Many medical schools and medical centers have adopted conflict-of-interest policies banning various industry inducements to influence students, trainees, and faculty clinical practice. The Pharmaceutical Research and Manufacturers of America, the trade association for drug companies, has also recommended that its member drug companies stop providing noneducational gifts and certain types of free meals to physicians.

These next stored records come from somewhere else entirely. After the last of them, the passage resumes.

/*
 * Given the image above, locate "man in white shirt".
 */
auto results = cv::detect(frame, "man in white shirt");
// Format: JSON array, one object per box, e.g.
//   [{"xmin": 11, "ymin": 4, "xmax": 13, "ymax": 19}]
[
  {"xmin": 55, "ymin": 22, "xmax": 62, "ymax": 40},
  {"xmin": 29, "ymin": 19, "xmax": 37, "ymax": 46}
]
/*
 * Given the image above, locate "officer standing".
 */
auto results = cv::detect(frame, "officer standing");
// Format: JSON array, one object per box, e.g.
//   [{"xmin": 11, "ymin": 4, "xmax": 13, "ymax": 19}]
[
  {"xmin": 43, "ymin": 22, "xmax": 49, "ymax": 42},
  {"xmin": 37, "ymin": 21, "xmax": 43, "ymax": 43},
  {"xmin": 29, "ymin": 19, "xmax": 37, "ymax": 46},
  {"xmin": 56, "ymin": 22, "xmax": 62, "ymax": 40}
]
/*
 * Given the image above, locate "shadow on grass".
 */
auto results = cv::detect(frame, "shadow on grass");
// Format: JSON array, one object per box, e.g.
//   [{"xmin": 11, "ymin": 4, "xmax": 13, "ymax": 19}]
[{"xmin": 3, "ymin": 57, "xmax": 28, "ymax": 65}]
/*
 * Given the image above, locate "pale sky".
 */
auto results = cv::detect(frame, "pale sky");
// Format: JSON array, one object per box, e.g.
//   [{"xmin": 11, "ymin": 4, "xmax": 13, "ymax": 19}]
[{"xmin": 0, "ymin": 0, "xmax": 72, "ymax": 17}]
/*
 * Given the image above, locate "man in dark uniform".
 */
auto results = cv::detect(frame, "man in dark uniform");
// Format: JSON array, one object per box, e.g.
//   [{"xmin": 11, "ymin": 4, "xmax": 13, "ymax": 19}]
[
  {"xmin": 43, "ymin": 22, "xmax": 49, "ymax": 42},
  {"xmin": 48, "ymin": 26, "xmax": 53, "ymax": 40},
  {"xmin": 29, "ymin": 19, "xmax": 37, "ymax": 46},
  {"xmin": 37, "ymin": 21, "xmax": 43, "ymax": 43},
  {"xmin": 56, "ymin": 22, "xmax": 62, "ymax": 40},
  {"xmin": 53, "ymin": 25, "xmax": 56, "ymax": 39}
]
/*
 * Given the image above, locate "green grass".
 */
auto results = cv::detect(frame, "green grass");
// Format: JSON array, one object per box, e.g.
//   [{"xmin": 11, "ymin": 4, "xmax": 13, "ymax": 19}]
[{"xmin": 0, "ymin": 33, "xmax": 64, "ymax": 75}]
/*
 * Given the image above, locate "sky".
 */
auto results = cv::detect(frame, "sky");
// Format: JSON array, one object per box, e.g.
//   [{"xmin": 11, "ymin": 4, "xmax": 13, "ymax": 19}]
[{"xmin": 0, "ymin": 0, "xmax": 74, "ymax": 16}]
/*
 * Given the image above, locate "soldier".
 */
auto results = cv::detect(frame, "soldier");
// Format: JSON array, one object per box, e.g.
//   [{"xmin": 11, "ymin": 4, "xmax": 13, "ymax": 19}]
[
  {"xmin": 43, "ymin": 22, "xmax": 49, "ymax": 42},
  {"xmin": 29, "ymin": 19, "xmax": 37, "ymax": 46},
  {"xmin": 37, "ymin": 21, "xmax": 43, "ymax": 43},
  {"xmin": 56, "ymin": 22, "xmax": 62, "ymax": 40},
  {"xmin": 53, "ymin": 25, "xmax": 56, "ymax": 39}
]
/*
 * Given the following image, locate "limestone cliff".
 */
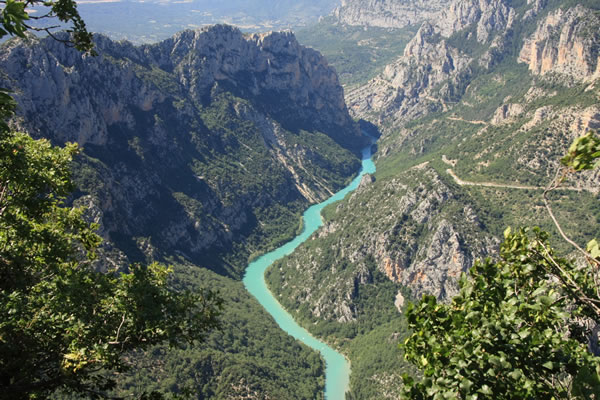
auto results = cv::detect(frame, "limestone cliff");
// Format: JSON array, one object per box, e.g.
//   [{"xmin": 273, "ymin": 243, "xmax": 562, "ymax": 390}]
[
  {"xmin": 0, "ymin": 26, "xmax": 362, "ymax": 272},
  {"xmin": 267, "ymin": 165, "xmax": 497, "ymax": 322},
  {"xmin": 347, "ymin": 22, "xmax": 472, "ymax": 126},
  {"xmin": 333, "ymin": 0, "xmax": 449, "ymax": 28}
]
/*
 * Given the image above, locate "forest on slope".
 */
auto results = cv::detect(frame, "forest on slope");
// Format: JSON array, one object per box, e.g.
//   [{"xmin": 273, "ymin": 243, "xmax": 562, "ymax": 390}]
[
  {"xmin": 267, "ymin": 1, "xmax": 600, "ymax": 399},
  {"xmin": 0, "ymin": 0, "xmax": 600, "ymax": 399}
]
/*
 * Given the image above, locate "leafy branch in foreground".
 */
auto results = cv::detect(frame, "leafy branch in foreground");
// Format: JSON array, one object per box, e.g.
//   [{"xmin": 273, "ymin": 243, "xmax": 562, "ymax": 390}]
[
  {"xmin": 404, "ymin": 229, "xmax": 600, "ymax": 399},
  {"xmin": 0, "ymin": 132, "xmax": 221, "ymax": 399},
  {"xmin": 0, "ymin": 0, "xmax": 94, "ymax": 52},
  {"xmin": 403, "ymin": 133, "xmax": 600, "ymax": 400}
]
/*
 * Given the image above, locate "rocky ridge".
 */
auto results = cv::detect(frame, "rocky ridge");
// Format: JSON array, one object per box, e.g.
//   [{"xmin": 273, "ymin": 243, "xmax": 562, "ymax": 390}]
[
  {"xmin": 519, "ymin": 6, "xmax": 600, "ymax": 83},
  {"xmin": 267, "ymin": 164, "xmax": 497, "ymax": 323},
  {"xmin": 332, "ymin": 0, "xmax": 448, "ymax": 28},
  {"xmin": 346, "ymin": 0, "xmax": 516, "ymax": 128},
  {"xmin": 0, "ymin": 26, "xmax": 362, "ymax": 273}
]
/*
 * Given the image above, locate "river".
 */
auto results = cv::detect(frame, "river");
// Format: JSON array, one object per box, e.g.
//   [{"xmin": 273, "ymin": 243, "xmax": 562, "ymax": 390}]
[{"xmin": 244, "ymin": 139, "xmax": 375, "ymax": 400}]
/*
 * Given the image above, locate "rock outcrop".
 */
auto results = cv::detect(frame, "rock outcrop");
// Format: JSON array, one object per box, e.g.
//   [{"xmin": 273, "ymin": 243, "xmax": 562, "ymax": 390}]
[
  {"xmin": 519, "ymin": 6, "xmax": 600, "ymax": 82},
  {"xmin": 267, "ymin": 165, "xmax": 497, "ymax": 322},
  {"xmin": 0, "ymin": 26, "xmax": 363, "ymax": 272},
  {"xmin": 346, "ymin": 22, "xmax": 471, "ymax": 126},
  {"xmin": 333, "ymin": 0, "xmax": 449, "ymax": 28}
]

It remains unclear, however, how widespread and effective these changes have been. The Institute on Medicine as a Profession, which maintains a comprehensive database of medical school conflict-of-interest policies,5 reported that the percentage of medical schools with strict policies increased from 10 percent in 2008 to 27 percent in 2011 but that there are still areas that need to be addressed, such as ghostwriting; free samples; continuing medical education, or CME; consulting; honoraria; and speakers’ bureaus.6
In 2008, the American Medical Student Association, or AMSA, with support from The Pew Charitable Trusts, created a medical school “scorecard” that annually assigns a letter grade to institutions based on how fully they comply with the Association of American Medical Colleges’ recommendations, which included restrictions or prohibitions on a number of practices, such as industry gifts and meals, speakers’ bureaus, and the presence of pharmaceutical sales reps on campus.7 According to the scorecard, the percentage of medical schools that have adopted policies consistent with the Association of American Medical Colleges’ recommendations, corresponding to an A grade, increased from 4.7 percent in 2009 to 25.3 percent in 2012.8
The policy provisions with the most dramatic improvements in grades have been those banning outright payments and gifts from industry. Conversely, relatively few schools have implemented policies restricting promotional speaking, eliminating industry support of accredited continuing medical education, and banning access to the institution by pharmaceutical sales representatives. In addition, even when schools have adopted well-crafted policies, compliance is not assured. One recent survey of medical schools, for example, found that up to half of medical students and residents reported receiving gifts from pharmaceutical companies, even in schools graded highly on the AMSA scorecard.9 Thus, while institutions can set guidelines and provide a level of oversight and enforcement, it is not clear that these are sufficient to change an individual’s behavior, much of which can occur outside of the institution’s purview.